Contrast-induced nephropathy (CIN) is a common cause of hospital-acquired renal failure. Gadolinium-based contrast agents have been proposed as alternatives to iodinated contrast in patients at high risk for CIN. The use of high-dose intraarterial gadolinium chelates in the catheterization laboratory has been investigated in only a small number of patients. We compared patients with a creatinine clearance <60 ml/min/1.73 m2 who received intravenous hydration (≥1,500 ml) and oral n-acetylcysteine prophylaxis with those who received a gadodiamide-iodine mixture (n = 90) or iodinated contrast alone (n = 79) in the cardiac catheterization laboratory. CIN was defined as an increase of 0.5 mg/dl in serum creatine from baseline.
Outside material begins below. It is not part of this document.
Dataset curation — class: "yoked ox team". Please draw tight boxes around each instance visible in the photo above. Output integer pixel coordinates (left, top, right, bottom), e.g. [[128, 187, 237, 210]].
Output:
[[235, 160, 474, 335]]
The 2 groups were similar with respect to demographics and risk factors. Although less iodinated contrast was used in the gadolinium mixture group, there was no difference in the incidence of CIN between the 2 groups. However, the initiation of dialysis (n = 7) and death (n = 8) only occurred in the diluted gadolinium contrast group. A stepdown multivariate analysis found diabetes mellitus to be the only independent predictor of CIN (p = 0.02, odds ratio 3.35, 95% confidence interval 1.21 to 9.29, c-statistic 0.66). In conclusion, the incidence of CIN was not decreased in high-risk patients receiving a gadolinium-iodinated contrast mixture versus iodinated contrast alone.